By ZEINAB NAJM
Times-Herald Newspapers
DEARBORN — The retransformation continues in downtown west Dearborn with Ford Motor Co’s. investment to develop office and retail space at the former Wagner Hotel.
The $60 million Wagner Place project will impact two blocks filled with vacant buildings creating a “unique urban development featuring outdoor green space, first-floor retail stores and top-level offices for up to 600 Ford employees,” according to a Ford Land press release.
The former Kiernan’s Steakhouse was demolished this month, but the former Wagner Hotel, at Michigan Avenue and Monore, will remain intact.
Under their $60 million plan, the building “will maintain its historic facade and be renovated into retail and office space as part of the planned development,” the press release read.
“Wagner Place will be beneficial both to the community as well as Ford employees,” Ford Land CEO and chairwoman Donna Inch said. “It is part of the company’s overall Dearborn campus transformation plan as Ford expands to be an auto and mobility company and recruits a new generation of talented workers.”
Work on Wagner Place is scheduled for completion by mid-2018. Aiding in the project, the city of Dearborn plans to build a new public parking structure.
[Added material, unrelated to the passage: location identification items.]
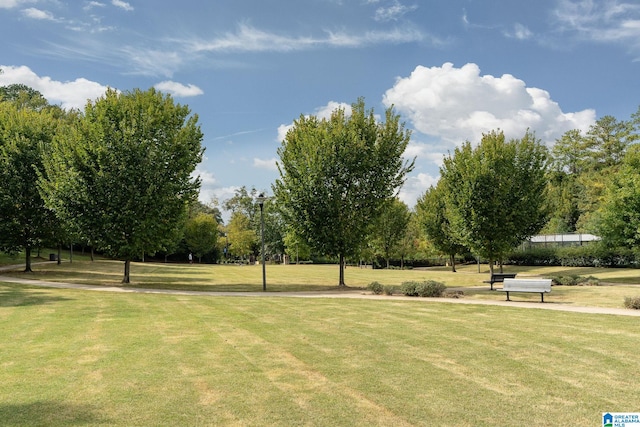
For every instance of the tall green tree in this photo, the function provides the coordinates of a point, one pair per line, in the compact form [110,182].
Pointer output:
[201,235]
[122,177]
[25,223]
[336,175]
[618,219]
[431,211]
[389,229]
[495,193]
[243,239]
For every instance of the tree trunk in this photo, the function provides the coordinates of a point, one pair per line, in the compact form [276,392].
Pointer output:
[127,269]
[27,261]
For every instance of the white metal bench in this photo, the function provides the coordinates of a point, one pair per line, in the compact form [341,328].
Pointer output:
[541,286]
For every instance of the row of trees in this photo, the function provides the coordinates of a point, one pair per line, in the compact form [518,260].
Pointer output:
[117,177]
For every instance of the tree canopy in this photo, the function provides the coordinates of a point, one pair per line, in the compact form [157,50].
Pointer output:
[24,132]
[495,193]
[431,211]
[336,175]
[121,177]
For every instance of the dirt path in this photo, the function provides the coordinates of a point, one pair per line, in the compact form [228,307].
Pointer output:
[359,294]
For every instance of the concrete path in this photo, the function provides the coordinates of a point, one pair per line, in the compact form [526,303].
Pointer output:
[359,294]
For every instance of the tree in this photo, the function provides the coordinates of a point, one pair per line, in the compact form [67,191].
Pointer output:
[201,235]
[618,219]
[242,237]
[495,193]
[336,174]
[23,96]
[389,228]
[608,140]
[122,176]
[431,210]
[24,132]
[296,247]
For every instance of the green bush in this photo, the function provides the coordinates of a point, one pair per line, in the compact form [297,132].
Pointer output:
[575,280]
[429,288]
[409,289]
[632,302]
[533,257]
[375,287]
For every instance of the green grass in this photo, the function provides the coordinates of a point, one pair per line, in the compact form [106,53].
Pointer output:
[72,357]
[294,278]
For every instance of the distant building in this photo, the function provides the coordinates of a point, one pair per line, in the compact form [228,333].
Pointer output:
[575,239]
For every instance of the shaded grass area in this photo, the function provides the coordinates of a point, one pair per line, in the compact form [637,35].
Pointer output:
[296,278]
[90,358]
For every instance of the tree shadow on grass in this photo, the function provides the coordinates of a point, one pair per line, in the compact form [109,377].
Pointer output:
[50,414]
[18,296]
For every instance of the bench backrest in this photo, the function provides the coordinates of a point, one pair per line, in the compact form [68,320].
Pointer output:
[499,277]
[527,285]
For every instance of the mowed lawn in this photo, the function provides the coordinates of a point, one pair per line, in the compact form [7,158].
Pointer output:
[73,357]
[618,283]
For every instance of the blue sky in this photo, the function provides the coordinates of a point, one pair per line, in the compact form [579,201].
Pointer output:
[453,69]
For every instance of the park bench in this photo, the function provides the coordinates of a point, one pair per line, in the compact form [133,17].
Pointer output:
[499,278]
[541,286]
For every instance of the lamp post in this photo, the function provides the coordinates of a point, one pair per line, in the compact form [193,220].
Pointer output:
[261,199]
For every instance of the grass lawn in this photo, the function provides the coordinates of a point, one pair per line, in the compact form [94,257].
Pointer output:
[207,277]
[72,357]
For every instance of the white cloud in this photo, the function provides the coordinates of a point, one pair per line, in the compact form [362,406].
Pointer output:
[42,15]
[250,39]
[268,164]
[178,89]
[458,104]
[70,94]
[393,12]
[122,4]
[90,5]
[323,112]
[10,4]
[520,32]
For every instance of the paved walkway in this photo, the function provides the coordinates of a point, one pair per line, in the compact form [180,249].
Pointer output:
[357,293]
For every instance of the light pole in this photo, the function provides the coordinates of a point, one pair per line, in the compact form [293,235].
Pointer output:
[261,200]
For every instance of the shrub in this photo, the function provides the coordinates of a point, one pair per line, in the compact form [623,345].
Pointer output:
[453,294]
[632,302]
[574,280]
[429,288]
[409,289]
[533,257]
[375,287]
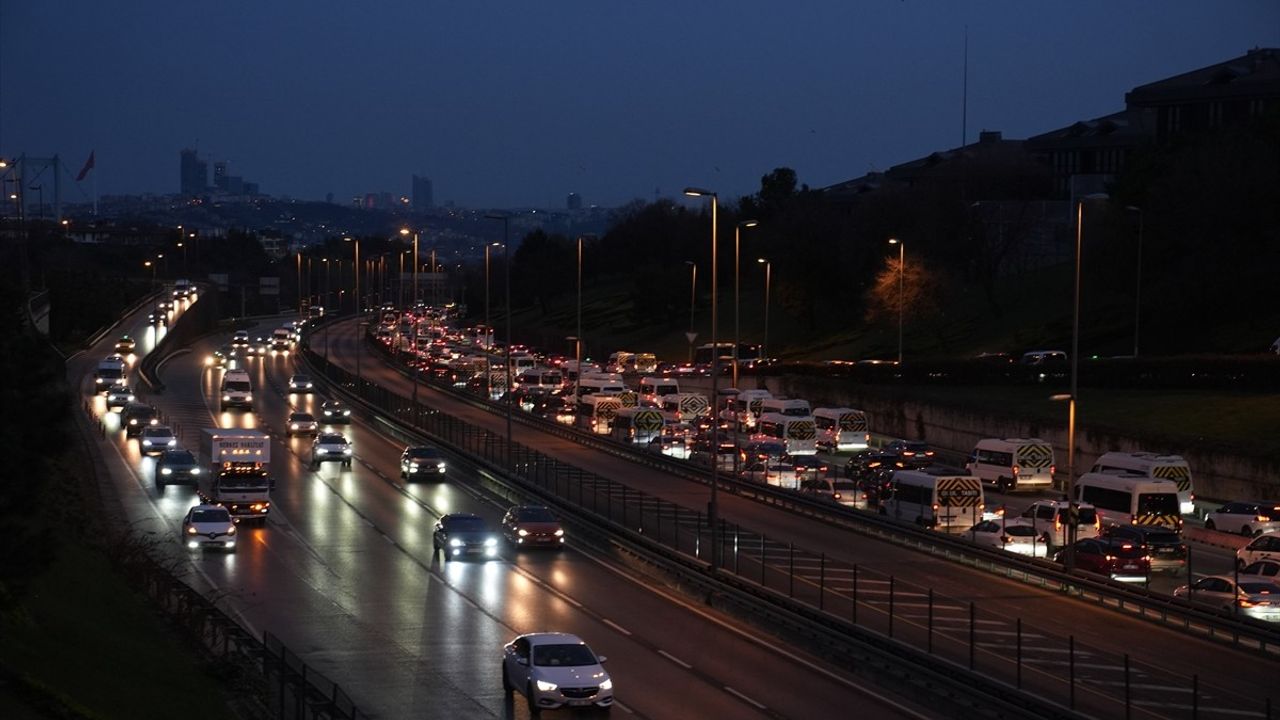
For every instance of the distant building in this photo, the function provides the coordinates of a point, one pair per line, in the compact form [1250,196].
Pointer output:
[192,173]
[423,194]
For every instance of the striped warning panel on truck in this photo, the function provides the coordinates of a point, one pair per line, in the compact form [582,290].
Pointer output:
[959,492]
[1180,474]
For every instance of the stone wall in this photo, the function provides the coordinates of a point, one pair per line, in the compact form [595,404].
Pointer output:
[1217,475]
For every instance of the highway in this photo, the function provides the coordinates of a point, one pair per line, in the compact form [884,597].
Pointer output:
[1232,683]
[344,574]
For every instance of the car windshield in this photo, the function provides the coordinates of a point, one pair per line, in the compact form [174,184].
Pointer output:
[465,524]
[535,515]
[1159,504]
[1260,588]
[563,655]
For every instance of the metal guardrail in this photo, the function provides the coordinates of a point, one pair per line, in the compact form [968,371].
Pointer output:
[1134,601]
[837,597]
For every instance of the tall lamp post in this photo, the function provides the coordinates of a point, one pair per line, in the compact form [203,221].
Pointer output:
[768,277]
[506,269]
[693,299]
[737,233]
[713,506]
[1137,291]
[901,297]
[355,273]
[1073,395]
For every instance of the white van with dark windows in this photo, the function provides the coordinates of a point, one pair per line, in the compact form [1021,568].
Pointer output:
[1013,463]
[1153,465]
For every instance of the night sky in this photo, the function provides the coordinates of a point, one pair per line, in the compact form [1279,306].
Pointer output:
[517,104]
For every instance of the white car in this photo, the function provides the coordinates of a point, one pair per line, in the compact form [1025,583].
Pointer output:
[156,438]
[1244,518]
[1264,547]
[1252,598]
[1018,534]
[556,670]
[330,446]
[119,396]
[209,525]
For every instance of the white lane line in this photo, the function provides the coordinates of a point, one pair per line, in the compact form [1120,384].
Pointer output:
[676,660]
[731,691]
[616,627]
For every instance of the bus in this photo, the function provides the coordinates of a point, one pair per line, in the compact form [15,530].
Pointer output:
[638,424]
[1153,465]
[1129,499]
[595,413]
[841,429]
[799,434]
[944,502]
[748,354]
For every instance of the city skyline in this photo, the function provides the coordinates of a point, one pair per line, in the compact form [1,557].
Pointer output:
[607,103]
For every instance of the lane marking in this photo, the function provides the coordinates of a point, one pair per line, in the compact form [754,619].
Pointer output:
[676,660]
[731,691]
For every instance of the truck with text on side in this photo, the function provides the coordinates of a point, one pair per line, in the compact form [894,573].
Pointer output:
[240,472]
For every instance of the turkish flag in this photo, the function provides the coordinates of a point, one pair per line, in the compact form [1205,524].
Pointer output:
[88,165]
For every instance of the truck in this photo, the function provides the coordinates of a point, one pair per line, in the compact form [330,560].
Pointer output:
[238,475]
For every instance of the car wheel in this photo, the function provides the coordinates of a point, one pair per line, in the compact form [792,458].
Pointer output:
[534,711]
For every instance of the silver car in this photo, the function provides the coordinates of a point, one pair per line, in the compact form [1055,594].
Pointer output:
[556,670]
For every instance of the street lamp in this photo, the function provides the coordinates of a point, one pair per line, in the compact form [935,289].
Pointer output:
[768,277]
[355,274]
[712,509]
[506,261]
[693,297]
[737,232]
[1137,292]
[1073,395]
[901,265]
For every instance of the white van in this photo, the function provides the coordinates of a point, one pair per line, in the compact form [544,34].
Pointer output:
[799,434]
[236,391]
[944,502]
[653,388]
[841,429]
[789,406]
[1153,465]
[1013,463]
[1129,499]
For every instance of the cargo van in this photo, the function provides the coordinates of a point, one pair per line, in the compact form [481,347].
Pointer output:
[944,502]
[841,429]
[1013,463]
[1129,499]
[1161,466]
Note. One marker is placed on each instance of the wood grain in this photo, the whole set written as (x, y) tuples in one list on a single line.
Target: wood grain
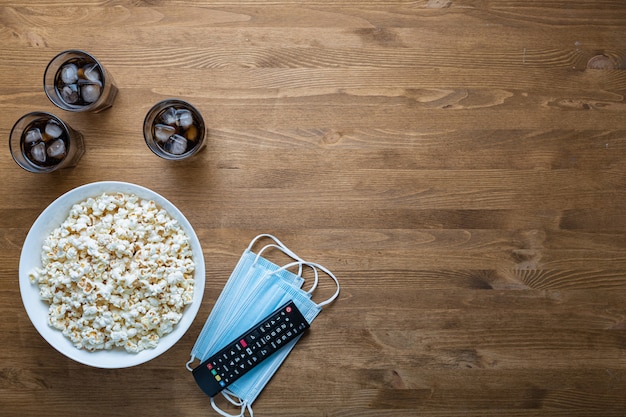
[(458, 164)]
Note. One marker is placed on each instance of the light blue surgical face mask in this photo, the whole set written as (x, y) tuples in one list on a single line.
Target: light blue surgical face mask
[(255, 289)]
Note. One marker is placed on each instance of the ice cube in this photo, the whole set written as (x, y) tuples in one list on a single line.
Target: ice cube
[(184, 118), (91, 72), (38, 152), (69, 74), (176, 145), (56, 149), (32, 136), (163, 132), (69, 93), (169, 116), (90, 92), (53, 130)]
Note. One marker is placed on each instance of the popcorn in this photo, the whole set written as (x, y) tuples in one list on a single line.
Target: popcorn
[(117, 273)]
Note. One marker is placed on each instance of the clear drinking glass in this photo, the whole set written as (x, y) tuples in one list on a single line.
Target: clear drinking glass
[(41, 142), (174, 129), (76, 81)]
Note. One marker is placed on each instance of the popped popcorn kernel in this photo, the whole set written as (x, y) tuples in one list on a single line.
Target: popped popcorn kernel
[(117, 273)]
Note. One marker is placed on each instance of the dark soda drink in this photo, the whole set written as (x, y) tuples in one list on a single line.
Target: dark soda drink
[(174, 129), (41, 142), (79, 82), (75, 81)]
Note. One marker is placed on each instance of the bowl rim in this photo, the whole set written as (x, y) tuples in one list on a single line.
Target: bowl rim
[(50, 218)]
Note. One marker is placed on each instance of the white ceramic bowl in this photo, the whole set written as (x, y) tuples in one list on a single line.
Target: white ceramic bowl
[(37, 309)]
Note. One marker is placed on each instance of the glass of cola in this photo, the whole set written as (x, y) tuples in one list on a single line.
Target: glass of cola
[(174, 129), (75, 81), (41, 142)]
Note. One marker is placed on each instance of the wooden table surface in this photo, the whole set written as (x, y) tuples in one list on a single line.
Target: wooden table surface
[(458, 164)]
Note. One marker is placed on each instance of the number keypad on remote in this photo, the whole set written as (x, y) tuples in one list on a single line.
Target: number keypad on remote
[(250, 349)]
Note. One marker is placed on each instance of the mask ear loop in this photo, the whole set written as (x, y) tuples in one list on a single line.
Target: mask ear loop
[(278, 242), (333, 277), (241, 404), (315, 267), (285, 250)]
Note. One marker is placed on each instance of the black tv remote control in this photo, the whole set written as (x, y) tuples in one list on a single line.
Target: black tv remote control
[(250, 349)]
The Michigan Strategic Fund announced it will give the city a $3 million performance-based grant to construct the 373-space parking structure.
“Dearborn will invest $8 million through bond financing to build the parking deck, in addition to the $3 million awarded from the state,” a Michigan Strategic Fund press release read. “The city will also bond for $7 million in utility improvements and streets scaping in connection with the project.”
Planned designs for the new buildings will allow for wider sidewalks and additional features to make the area more pedestrian-friendly because they will be built further from the street.
“We’re grateful for the state’s partnership in this critical development, and for Ford’s ongoing commitment to the city of Dearborn, even beyond its traditional campuses,” Mayor John O’Reilly Jr. said in a press release. “This transformative project has all the key components we’ve been pursuing as Dearborn looks to the future. It respects our heritage while moving our community forward in energizing ways.”
This Wagner Place project and downtown west Dearborn development are all part of Ford’s $1.2 billion campus transformation plan.
A research and engineering center, a second campus near its current headquarters, and a product campus are scheduled to be completed by 2026.
Upon its completion, Ford will move 30,000 employees currently in 70 buildings to the new campus locations.